— Но ведь все это не настоящее, верно? И этот облик, и этот возраст…

— Зато этот возраст почти как твой. Я выбрал его специально, чтоб быть к тебе ближе. А тело — так и вовсе самое настоящее. Оно дышит, качает кровь по венам, оно чувствует, — в его голосе сквозило едва ли не самодовольство. — Погладь.

— Что? — слегка оторопела я.

— Что хочешь. Лицо, плечи, живот. Тебе разве совсем не хочется? Я стройный, мускулистый, у меня красивая гладкая кожа. Неужели не впечатляет?

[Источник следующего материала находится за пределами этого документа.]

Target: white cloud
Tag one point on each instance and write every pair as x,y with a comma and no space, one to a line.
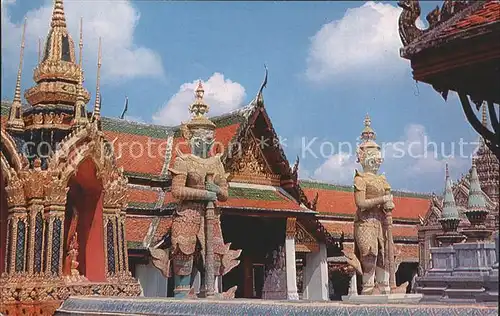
365,39
115,21
338,169
421,154
222,95
415,156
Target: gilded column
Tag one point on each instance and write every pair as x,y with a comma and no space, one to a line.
122,244
109,241
35,236
16,225
33,180
55,192
291,269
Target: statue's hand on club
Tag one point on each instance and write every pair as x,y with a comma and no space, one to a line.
388,202
212,188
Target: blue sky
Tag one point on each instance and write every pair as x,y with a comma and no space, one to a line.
329,64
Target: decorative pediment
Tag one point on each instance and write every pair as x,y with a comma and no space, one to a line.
305,241
247,163
432,218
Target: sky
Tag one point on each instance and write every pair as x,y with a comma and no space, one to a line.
330,63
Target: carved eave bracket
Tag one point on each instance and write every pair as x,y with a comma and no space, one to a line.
250,166
491,138
408,30
304,241
55,189
116,193
15,192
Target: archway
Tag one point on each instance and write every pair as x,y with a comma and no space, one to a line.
405,273
83,224
4,213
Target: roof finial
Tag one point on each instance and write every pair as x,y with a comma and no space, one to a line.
80,110
80,44
368,133
39,50
368,121
125,108
199,107
97,104
58,19
15,121
260,95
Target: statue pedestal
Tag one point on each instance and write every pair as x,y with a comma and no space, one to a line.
383,299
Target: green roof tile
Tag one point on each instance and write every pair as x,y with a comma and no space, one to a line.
306,184
253,194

— Впечатляет, — соглашаюсь скорее потому, что он напрашивается на эти слова. Впечатлило меня его обещание жестоко меня выпороть. А тело — оно скорее смущало. Потому что это неприлично — быть обнаженным. Потому что вчера это было совсем другое тело. И да, потому что вчера я его не видела. А сейчас я снова чувствовала себя девственницей, не знавшей еще мужчин. И сама мысль, что мне надо прикоснуться к нему, дико смущала.

— Ну, скажи: «Лис, мне нравится твое тело», — настаивал он. — И погладь.

Подняла чуть дрожащую после всего пережитого руку и осторожно провела от его плеча до груди. Странно, но прикоснуться к нему оказалось проще, чем хвалить его тело. Есть вещи, которые вслух произносить совсем неприлично.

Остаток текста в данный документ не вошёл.